By Michael W. Miller

"MOM BOILED HER BABY AND ATE IT," read the full-page headline on the front of a recent Boston tabloid. Everyone who picked it up had the same reaction: they saw the lipstick-red banner head at the top, they read the teasers running down the left-hand column ("Toilet paper beauty linked to Teddy's past? page 3"), and they said this is it--the Boston Herald-American has sunk to an all-time low.

For many, it came as a surprise to discover that this particular issue was actually an MIT parody called the "Boston Reamer-American." Even tales of kitchen infanticide did not seem too far-fetched for the Herald's salacious front page.

The Herald has become one of the nation's easiest newspapers to rag on. A year ago, it switched to tabloid format, and it has now resolutely plunked down all its chips on violent crimes and eye-catching scandal. Today, Boston residents who want their news served up with an eye to long-term significance, not short-term sensation, know they are down to one choice And for them, the morning newsstand routine of reaching for the Globe now also includes time out to cluck at the Herald.

But scorers of Boston's tabloid should remember that no matter how titillating its fare, the city would be impoverished without it. In its enduring ability to support more than one daily newspaper, the Hub is a dinosaur among American cities and the day it loses that distinction will be a sad one.

Philadelphia joined the gaping majority earlier this year, when its Bulletin folded, leaving the Inquirer as the city's only publishing daily. In Washington, the demise of the Star made the Post the only paper on the stands--until a peculiar competitor arose in the form of the daily Times, bankrolled by the Rev. Sun Myung Moon.

The current plight of journalism in the capital has been the subject of a great deal of woeful discourse, as many talented reporters have been reduced to signing on with a publisher who doubles as a brain-washer of impressionable youth.

But the Moonies have made the newspaper business in Washington immeasurably healthier than it is today in Philadelphia and would be in Boston if the Herald shut down. The loss a city suffers when it becomes a one-newspaper town cannot be expressed too often. Nothing improves an editor's diligence and a reporter's aggressiveness more than the eternal dread of being scooped. That fear abates, to be sure, when the competition is a scandal-monger or a cult mouthpiece. But if competition vanishes altogether, the surviving newspaper is left with all the incentive to excel of a student in a one-on-one course graded on a curve.

Boston, perhaps more than any other American metropolis, is a city whose politicians and bureaucrats are kept honest by the press--a city where investigative reporting has a tangible, healthy influence on day-to-day policy-making. Just by publishing daily, the Herald keeps the level of this influence high, and insures that Boston will not fall into the predicament A. J. Liebling articulated in 1961.

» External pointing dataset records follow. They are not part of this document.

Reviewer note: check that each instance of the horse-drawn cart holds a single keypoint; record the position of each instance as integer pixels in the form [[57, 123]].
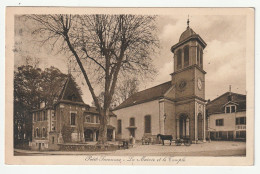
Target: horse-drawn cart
[[185, 140]]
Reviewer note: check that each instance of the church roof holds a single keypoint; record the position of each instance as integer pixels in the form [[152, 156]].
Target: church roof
[[186, 34], [146, 95], [217, 105]]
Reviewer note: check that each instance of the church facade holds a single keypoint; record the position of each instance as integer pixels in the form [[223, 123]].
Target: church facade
[[177, 107]]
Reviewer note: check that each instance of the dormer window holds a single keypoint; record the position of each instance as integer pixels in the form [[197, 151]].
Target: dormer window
[[72, 97], [230, 109]]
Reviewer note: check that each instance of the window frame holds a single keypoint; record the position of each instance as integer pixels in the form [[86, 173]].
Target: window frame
[[220, 122], [238, 120], [228, 109], [186, 56], [150, 124], [119, 126], [132, 121], [179, 59], [73, 114]]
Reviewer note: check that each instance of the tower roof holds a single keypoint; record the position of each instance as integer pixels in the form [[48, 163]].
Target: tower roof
[[186, 34]]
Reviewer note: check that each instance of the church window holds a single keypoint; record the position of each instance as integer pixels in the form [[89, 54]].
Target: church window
[[230, 109], [132, 121], [73, 119], [241, 121], [97, 119], [179, 62], [44, 133], [147, 124], [220, 122], [201, 58], [37, 132], [44, 115], [119, 126], [186, 56], [198, 55], [38, 116]]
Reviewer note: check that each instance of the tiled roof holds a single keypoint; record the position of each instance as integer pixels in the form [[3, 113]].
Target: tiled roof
[[217, 105], [93, 110], [146, 95]]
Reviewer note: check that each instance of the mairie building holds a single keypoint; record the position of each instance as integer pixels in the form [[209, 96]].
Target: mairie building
[[227, 117], [68, 121], [176, 107]]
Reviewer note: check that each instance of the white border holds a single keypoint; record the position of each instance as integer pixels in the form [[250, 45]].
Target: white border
[[132, 3]]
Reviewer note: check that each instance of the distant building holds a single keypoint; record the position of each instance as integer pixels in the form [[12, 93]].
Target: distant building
[[227, 117], [69, 120], [177, 107]]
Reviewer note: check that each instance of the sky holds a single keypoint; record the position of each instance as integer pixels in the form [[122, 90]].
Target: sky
[[224, 56]]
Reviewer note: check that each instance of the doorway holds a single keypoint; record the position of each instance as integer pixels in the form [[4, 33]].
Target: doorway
[[88, 134], [132, 132], [200, 127], [183, 126]]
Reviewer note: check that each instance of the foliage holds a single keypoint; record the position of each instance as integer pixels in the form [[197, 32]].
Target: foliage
[[105, 47]]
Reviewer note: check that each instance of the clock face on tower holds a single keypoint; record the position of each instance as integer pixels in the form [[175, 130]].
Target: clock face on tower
[[181, 85], [199, 84]]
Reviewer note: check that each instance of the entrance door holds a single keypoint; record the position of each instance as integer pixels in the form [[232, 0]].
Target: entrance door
[[132, 132], [88, 135], [109, 134], [200, 127], [183, 128]]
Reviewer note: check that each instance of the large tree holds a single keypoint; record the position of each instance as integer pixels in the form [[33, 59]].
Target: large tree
[[105, 47], [124, 89]]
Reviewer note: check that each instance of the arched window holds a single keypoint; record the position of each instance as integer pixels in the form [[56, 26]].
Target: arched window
[[37, 132], [44, 133], [132, 122], [147, 124], [198, 56], [186, 56], [201, 58], [119, 126], [179, 62]]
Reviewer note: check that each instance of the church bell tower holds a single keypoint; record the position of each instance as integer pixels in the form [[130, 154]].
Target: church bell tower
[[188, 80]]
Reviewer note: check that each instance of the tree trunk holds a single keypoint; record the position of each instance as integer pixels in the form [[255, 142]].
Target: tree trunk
[[102, 139]]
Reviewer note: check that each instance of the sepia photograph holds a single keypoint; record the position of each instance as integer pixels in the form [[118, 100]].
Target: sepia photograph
[[133, 86]]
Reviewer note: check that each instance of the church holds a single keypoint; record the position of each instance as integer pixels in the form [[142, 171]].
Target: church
[[176, 107]]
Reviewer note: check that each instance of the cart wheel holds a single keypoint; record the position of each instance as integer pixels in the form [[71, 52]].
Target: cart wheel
[[187, 143]]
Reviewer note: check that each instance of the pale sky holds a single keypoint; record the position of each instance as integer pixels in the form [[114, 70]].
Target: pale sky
[[224, 56]]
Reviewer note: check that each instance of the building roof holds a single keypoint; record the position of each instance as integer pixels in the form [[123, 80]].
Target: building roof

"There should be a great, free, living stream of information, and equal access to it for all," Liebling wrote. "Our present news situation, in the United States, is breaking down to something like the system of water distribution in a casaba, where peddlers wander about with goatskins of water on small donkeys, and the inhabitants send down an oil tin and a couple of pennies when they feel thirst."

With the Herald, Boston's stream of information takes some bizarre turns, but the paper deserves credit for keeping it flowing at all.